Scenario 3: The UK as a data broker
The mobility of data is a key part of their value. With these movements, the fragmentation and variegation of data regulation will create a complex global picture. The movement of data across borders may yet, as part of wider geopolitical forces, become a growing area of contention. The foremost data destination might well seek to manage and handle the movement of data across borders and across different regulatory regimes. In this sense, a State might seek to develop itself as a brokerage, handling the global flows of data by becoming a regulatory hub for such movements and smoothing the transition of data between different regulatory regimes. On the surface this may seem an unproblematic direction, but then we would need to consider how those data might be sensitive, or how the movement between regulatory regimes may create moral questions or ethical problems. It may also mean that such a role would be to facilitate the use of data in ways that evade privacy concerns or that lead to outcomes that may be undesirable or even harmful.
Scenario 4: The UK as a data laboratory
There is one further scenario, one that is more about analysis rather than the data themselves.
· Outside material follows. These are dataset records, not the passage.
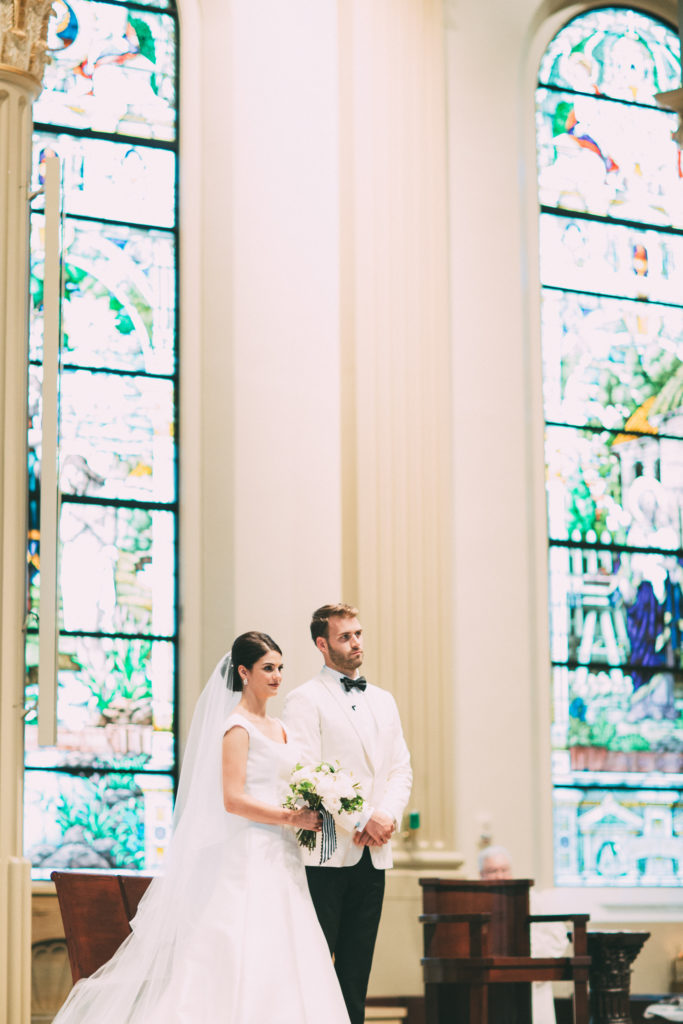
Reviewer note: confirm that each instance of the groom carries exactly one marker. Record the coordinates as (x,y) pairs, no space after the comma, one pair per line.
(337,716)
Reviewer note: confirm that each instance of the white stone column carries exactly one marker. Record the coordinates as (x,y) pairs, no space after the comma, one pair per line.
(396,450)
(23,32)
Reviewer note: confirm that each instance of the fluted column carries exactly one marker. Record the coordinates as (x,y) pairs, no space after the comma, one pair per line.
(23,35)
(395,373)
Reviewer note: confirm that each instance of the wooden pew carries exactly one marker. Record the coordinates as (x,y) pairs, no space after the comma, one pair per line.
(477,966)
(96,909)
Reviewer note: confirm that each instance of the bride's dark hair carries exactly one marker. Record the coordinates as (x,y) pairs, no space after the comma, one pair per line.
(247,649)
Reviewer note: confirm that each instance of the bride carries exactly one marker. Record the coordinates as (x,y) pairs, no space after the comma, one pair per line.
(227,935)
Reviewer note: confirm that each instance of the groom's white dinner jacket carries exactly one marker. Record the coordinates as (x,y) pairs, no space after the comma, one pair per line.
(363,732)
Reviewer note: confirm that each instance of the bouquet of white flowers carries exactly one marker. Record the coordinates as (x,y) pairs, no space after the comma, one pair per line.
(331,791)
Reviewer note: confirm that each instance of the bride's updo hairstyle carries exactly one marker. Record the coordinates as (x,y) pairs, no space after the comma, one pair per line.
(247,650)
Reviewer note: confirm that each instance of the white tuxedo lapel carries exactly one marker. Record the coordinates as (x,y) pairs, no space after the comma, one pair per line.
(338,696)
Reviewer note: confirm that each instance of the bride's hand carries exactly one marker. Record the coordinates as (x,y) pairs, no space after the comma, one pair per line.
(305,818)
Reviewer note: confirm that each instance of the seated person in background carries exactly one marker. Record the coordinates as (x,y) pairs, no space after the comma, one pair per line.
(547,939)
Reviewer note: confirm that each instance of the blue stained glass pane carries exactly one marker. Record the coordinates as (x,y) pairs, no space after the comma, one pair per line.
(112,180)
(118,309)
(116,435)
(113,70)
(612,351)
(591,256)
(612,363)
(614,52)
(608,159)
(115,705)
(104,821)
(619,838)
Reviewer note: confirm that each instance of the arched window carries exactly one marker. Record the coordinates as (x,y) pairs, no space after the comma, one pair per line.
(102,797)
(610,185)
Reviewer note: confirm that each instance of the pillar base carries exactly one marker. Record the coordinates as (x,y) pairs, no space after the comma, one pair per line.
(14,941)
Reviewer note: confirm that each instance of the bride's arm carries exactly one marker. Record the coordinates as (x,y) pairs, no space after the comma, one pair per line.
(236,749)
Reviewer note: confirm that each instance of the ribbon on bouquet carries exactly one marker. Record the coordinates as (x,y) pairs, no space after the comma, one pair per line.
(328,836)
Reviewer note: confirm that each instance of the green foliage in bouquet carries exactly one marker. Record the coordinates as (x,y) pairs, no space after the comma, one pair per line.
(323,785)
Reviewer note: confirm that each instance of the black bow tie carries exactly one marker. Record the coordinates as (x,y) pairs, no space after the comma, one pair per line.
(353,684)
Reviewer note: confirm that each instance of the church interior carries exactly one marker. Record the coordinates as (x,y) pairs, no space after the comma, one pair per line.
(364,408)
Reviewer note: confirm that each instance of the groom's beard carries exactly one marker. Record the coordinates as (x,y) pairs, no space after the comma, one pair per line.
(346,664)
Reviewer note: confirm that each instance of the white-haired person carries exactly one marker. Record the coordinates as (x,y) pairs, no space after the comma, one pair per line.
(549,939)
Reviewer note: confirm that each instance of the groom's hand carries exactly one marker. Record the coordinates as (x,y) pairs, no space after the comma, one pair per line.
(379,829)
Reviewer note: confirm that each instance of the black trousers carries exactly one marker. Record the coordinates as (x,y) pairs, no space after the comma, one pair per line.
(348,903)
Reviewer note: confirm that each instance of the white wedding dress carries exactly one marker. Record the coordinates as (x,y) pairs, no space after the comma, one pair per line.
(229,935)
(257,953)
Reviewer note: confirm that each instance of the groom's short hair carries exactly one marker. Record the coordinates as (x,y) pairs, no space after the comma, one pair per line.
(319,623)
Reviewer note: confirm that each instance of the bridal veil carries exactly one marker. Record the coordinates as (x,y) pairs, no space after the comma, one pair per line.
(129,987)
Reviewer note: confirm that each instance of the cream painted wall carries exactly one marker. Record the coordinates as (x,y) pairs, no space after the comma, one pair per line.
(261,423)
(260,442)
(501,675)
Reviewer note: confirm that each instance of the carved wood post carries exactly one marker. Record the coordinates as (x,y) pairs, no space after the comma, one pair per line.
(611,956)
(23,55)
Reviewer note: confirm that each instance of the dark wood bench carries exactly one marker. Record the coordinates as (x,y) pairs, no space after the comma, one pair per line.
(477,966)
(96,909)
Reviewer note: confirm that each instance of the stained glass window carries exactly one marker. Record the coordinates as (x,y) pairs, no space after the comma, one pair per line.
(610,187)
(102,797)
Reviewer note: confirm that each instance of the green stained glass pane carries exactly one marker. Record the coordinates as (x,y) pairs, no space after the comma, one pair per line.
(612,363)
(102,821)
(614,487)
(119,288)
(116,435)
(112,180)
(586,255)
(115,705)
(604,729)
(608,159)
(117,569)
(614,837)
(613,52)
(624,608)
(113,70)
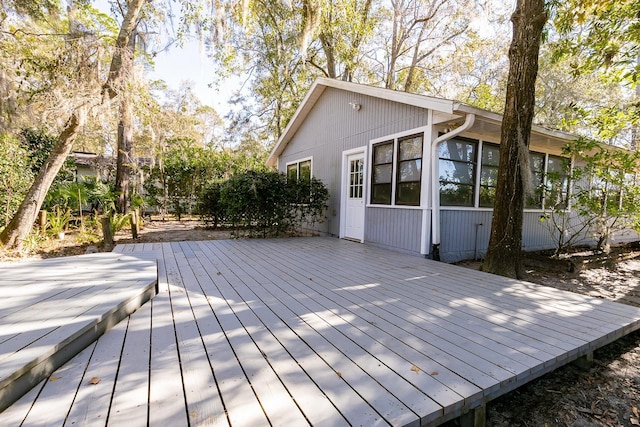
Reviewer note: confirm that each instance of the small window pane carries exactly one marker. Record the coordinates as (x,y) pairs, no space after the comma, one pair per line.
(408,193)
(410,148)
(383,153)
(382,174)
(456,172)
(305,170)
(410,170)
(292,172)
(490,155)
(536,164)
(456,194)
(464,151)
(381,194)
(489,176)
(487,196)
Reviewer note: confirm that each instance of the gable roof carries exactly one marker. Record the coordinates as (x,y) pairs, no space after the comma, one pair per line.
(454,108)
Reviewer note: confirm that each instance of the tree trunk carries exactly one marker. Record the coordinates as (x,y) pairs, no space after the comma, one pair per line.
(125,134)
(22,222)
(504,255)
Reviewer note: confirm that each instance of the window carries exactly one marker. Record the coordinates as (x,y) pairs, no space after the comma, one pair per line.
(356,181)
(409,171)
(536,164)
(382,173)
(489,174)
(457,166)
(299,170)
(397,179)
(557,185)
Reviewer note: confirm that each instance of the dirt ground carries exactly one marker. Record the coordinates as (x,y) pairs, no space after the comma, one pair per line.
(607,394)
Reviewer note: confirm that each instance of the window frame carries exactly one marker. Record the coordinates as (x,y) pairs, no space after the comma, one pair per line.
(475,179)
(480,145)
(297,165)
(484,165)
(394,139)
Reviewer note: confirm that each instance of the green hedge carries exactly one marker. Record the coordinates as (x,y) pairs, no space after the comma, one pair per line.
(264,203)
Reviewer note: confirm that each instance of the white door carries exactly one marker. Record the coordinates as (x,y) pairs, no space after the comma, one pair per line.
(354,221)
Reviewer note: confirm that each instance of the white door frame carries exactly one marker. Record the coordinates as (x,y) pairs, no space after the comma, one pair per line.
(344,187)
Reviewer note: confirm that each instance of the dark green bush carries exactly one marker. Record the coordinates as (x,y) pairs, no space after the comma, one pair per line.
(264,203)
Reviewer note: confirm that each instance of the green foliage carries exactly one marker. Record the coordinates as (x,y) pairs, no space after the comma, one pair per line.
(89,194)
(39,144)
(119,221)
(186,170)
(58,220)
(264,203)
(605,195)
(15,176)
(210,207)
(601,39)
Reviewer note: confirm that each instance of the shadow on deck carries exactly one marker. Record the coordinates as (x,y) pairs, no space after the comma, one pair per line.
(318,331)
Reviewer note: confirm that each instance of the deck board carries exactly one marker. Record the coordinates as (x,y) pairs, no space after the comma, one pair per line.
(317,331)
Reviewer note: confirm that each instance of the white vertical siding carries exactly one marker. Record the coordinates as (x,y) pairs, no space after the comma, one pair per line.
(394,228)
(333,127)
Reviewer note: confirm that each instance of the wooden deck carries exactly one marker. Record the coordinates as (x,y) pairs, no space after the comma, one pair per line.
(317,331)
(52,309)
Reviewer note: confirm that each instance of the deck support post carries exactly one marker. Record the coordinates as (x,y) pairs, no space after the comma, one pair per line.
(585,361)
(476,417)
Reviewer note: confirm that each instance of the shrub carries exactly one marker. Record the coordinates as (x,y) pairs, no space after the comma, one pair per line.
(264,203)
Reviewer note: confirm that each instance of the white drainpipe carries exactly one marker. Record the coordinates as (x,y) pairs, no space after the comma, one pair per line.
(435,181)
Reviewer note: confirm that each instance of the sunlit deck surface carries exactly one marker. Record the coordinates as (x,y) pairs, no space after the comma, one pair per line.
(317,331)
(52,309)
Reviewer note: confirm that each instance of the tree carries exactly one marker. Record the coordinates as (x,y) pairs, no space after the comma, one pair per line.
(22,222)
(419,30)
(15,176)
(602,38)
(505,242)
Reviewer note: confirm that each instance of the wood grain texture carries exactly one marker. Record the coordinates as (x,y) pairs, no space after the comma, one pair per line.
(320,331)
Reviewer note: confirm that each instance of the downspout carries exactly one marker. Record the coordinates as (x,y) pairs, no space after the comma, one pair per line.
(435,188)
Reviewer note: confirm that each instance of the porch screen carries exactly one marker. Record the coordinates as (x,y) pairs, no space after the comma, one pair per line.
(457,166)
(382,173)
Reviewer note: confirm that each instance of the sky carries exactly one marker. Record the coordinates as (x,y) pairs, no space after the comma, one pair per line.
(188,63)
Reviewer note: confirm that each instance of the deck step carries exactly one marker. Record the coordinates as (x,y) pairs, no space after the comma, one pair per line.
(52,309)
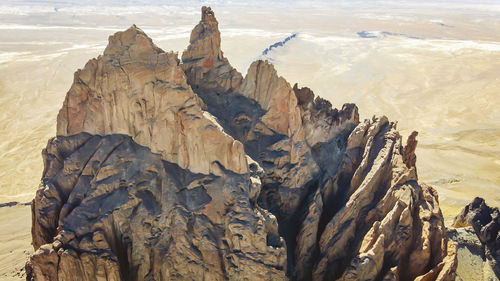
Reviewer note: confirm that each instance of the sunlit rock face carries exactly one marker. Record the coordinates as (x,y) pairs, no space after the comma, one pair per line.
(476,229)
(164,170)
(137,89)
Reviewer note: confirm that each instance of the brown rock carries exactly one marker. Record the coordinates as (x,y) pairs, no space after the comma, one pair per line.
(233,180)
(486,224)
(126,214)
(137,89)
(203,61)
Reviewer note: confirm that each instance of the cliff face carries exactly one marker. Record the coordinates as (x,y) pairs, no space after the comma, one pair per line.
(164,170)
(477,232)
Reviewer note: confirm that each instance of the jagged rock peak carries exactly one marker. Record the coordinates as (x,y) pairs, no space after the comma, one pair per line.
(204,61)
(137,89)
(133,38)
(485,223)
(323,196)
(275,95)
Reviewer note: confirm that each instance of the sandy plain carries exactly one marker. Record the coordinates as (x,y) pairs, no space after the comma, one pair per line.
(433,67)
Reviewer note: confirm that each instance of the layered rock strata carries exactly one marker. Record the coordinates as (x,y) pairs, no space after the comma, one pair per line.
(164,170)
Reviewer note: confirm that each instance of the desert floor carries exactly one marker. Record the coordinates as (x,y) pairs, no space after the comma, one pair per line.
(433,67)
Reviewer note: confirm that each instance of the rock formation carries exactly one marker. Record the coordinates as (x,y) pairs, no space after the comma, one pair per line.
(163,170)
(479,219)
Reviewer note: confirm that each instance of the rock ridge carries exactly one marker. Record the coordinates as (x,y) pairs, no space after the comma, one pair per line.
(163,170)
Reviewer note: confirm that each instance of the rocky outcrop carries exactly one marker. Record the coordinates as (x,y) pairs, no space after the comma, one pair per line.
(485,223)
(110,209)
(204,62)
(137,89)
(170,171)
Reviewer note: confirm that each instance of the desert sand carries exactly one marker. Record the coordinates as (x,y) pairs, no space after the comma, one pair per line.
(433,67)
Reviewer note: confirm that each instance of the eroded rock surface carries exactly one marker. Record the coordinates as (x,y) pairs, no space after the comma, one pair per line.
(170,171)
(137,89)
(485,222)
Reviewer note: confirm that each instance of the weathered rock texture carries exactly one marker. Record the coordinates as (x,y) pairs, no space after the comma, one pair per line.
(169,171)
(137,89)
(485,222)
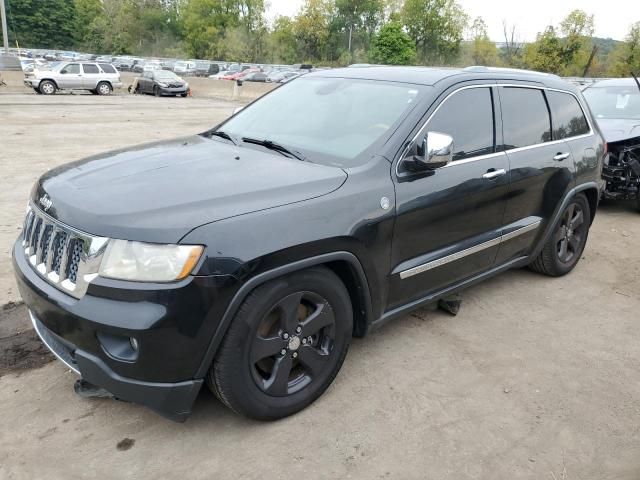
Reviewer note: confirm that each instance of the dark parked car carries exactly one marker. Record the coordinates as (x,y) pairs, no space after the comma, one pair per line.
(616,107)
(162,82)
(248,256)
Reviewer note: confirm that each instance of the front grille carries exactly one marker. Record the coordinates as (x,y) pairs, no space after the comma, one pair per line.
(67,258)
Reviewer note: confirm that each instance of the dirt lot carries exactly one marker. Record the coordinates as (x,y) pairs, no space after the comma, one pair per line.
(535,378)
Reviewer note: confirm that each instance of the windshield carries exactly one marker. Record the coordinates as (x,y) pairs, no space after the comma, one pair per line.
(614,102)
(166,75)
(330,120)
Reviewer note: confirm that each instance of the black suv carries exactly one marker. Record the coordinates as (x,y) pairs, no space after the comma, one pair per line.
(248,256)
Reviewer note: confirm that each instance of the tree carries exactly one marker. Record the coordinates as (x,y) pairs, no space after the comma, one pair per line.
(577,29)
(38,23)
(311,28)
(282,41)
(483,50)
(511,52)
(436,27)
(625,58)
(392,46)
(546,53)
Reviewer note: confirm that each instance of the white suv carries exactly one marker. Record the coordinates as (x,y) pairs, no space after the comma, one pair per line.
(97,77)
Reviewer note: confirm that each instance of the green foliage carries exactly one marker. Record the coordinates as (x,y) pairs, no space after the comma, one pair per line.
(626,56)
(41,22)
(481,50)
(393,46)
(436,26)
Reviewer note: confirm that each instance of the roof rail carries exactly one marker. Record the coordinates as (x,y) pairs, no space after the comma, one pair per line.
(482,68)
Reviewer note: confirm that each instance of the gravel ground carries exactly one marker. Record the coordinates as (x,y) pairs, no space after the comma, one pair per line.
(535,378)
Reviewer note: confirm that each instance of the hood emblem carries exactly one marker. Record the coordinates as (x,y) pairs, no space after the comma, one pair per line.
(45,201)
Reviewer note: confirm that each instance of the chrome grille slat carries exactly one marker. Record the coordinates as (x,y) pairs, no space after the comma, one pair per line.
(65,257)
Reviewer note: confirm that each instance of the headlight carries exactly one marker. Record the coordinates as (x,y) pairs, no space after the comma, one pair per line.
(148,262)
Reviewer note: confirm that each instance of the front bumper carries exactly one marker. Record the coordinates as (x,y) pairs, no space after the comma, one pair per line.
(173,90)
(172,324)
(172,400)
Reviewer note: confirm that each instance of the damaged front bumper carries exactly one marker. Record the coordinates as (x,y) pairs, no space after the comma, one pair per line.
(621,170)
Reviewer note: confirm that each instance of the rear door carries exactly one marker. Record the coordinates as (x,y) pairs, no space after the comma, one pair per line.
(70,76)
(449,220)
(542,169)
(91,76)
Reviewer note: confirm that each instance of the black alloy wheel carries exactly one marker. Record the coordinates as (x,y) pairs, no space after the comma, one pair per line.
(284,346)
(293,344)
(569,236)
(564,248)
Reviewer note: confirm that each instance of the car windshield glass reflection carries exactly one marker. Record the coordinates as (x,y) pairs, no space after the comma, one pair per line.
(330,120)
(614,102)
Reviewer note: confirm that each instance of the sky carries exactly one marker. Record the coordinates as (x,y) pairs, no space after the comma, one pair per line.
(612,17)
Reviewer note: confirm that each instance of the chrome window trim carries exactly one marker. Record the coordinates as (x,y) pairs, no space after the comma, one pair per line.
(495,154)
(468,251)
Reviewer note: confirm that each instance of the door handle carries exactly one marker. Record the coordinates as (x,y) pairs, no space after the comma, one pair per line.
(491,174)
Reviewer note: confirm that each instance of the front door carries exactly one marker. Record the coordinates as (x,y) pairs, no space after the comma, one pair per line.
(91,76)
(70,77)
(449,220)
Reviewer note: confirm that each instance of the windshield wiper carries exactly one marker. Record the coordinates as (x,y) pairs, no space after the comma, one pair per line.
(221,134)
(271,145)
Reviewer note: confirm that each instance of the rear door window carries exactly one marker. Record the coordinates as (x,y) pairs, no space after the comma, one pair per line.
(90,68)
(567,115)
(525,117)
(106,68)
(467,116)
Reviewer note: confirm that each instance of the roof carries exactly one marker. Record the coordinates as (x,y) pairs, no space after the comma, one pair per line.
(433,75)
(614,82)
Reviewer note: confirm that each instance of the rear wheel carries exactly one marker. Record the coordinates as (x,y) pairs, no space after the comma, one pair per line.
(104,88)
(284,346)
(47,87)
(563,250)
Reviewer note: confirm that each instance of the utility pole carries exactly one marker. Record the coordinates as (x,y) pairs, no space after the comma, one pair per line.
(6,62)
(5,33)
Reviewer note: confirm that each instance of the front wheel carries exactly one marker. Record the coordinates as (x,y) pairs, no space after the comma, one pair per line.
(47,87)
(285,345)
(103,88)
(563,250)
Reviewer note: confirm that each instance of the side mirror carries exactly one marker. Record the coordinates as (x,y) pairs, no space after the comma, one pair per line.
(436,150)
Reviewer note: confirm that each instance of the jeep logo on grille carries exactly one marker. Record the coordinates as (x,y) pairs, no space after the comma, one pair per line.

The establishment of variegated regulatory regimes might mean that the regimes that allow for extensive data accessibility and analytics may become spaces of experimentation. Where data is accessible and analytics are in place, there is the potential for those spaces to be used to generate insights and to try out interventions that can then be applied elsewhere.
Models based upon the available data might then be applied in places where regulatory regimes are tighter and data is much less accessible. In this imagined outcome, places with lower barriers to data access and analysis would become a type of data laboratory, from which the findings of the analytics would be extracted in order to then be applied in other places. The unbalancing of data regulation is likely to create places in which populations are more deeply analysed and, potentially, where greater levels of intervention are experienced. The outcomes of which may then be applied in other settings even where data itself is not being used. In this scenario one place or population would become a data proxy for another.
Admittedly, I’ve outlined four rather extreme versions of what it might mean to be the leading data destination and what such a logic might lead to. The most likely outcome is some combination of these four scenarios.
Picturing potential future scenarios is useful for challenging the central logic of developing governmental strategies. These scenarios may seem far-fetched, and they are unlikely to be developed in as pure a form as I’ve imagined here, but this does not mean that these futures won’t start to become realities if left unchecked. In a global data economy it is likely that nations will be seeking to position themselves and to compete on these types of fronts - a type of data nationalism.
Imagining where government strategies might be taking us pushes us to question the very values that are driving those strategies in the first place.
I previously explored the details of the broader UK data strategy and the problem at the centre of it. In this article I pick upon on the particular aim to turn to the UK into a ‘data destination’ that was mentioned in that earlier article.